1Order Approving Stipulation and Consent Agreement, 190 FERC ¶ 61,059 (Jan. 30, 2025).
2PJM Tariff, Attachment K, Appendix, Section 1.10.1A(d).
3Specifically, under the “must offer requirement,” a Plant is required to offer its Installed Capacity equivalent of the Plant’s cleared Unforced Capacity (“UCAP”) into the PJM energy markets every day if not on outage or derated. UCAP is the ICAP of a resource, rated at summer conditions, that is not, on average, experiencing a forced outage or derating.
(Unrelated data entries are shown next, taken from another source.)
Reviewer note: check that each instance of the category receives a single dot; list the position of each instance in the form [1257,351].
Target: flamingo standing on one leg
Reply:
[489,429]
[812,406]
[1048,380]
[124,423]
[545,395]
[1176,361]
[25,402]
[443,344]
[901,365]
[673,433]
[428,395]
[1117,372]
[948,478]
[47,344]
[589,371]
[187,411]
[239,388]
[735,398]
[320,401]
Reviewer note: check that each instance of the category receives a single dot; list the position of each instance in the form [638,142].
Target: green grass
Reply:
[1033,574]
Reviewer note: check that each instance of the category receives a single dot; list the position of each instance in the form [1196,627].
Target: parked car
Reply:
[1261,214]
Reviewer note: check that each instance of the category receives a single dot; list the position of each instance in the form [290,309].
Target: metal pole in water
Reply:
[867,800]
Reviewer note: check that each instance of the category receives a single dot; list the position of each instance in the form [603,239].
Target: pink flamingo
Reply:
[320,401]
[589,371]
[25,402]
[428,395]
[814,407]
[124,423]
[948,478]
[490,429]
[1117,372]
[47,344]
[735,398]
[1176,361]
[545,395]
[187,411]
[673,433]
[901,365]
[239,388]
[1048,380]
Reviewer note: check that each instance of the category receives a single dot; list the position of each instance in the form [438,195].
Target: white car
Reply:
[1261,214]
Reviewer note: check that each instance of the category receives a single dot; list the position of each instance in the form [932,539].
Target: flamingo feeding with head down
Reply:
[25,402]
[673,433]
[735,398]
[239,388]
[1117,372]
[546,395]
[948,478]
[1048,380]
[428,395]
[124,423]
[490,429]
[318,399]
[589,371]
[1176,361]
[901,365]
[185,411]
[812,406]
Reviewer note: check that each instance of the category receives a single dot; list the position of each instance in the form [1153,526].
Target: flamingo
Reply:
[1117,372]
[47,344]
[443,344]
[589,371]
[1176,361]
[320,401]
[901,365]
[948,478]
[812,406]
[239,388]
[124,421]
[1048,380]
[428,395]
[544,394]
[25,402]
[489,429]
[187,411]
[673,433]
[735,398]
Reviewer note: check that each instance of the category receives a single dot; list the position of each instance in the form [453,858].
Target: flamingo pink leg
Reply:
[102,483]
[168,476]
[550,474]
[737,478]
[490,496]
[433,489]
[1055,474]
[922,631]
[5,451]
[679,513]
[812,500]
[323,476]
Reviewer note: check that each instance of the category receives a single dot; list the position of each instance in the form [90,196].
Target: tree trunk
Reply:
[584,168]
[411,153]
See PJM – PJM Glossary, “Unforced Capacity (UCAP),” https://www.pjm.com/Glossary#index_U.
4Under the PJM Tariff, EcoMax is “the highest incremental MW output level, submitted to PJM market systems by a Market Participant, that a unit can achieve while following economic dispatch.” PJM Tariff, § 1, Definitions - E – F.
5The EmerMax parameter represents the maximum output of energy the unit can produce and still maintain a stable level of operation. PJM – PJM Glossary, “Emergency Maximum Generation Limit,” https://www.pjm.com/Glossary#index_E.
6PJM Tariff, Attachment K, Appendix, § 1.10.1A(d).
7PJM Tariff, Attachment K, § 1.74(f). “Each Market Participant shall operate, or shall cause to be operated, any generating resources owned or controlled by such Market Participant that are within the PJM Region or otherwise supplying energy to or through the PJM Region in a manner that is consistent with the standards, requirements or directions of the Office of the Interconnection and that will permit the Office of the Interconnection to perform its obligations under this Agreement; provided, however, no Market Participant shall be required to take any action that is inconsistent with Good Utility Practice or applicable law.”
8PJM Tariff, Attachment K, Appendix, Section 1.10.1A(d). “Market Sellers owning or controlling the output of a Generation Capacity Resource that is committed as a Capacity Resource under Tariff, Attachment DD or RAA, Schedule 8.1, and that has not been rendered unavailable by a Generator Planned Outage, a Generator Maintenance Outage, or a Generator Forced Outage shall submit offers for the available capacity of such Generation Capacity Resource, including any portion that is self-scheduled by the Generating Market.”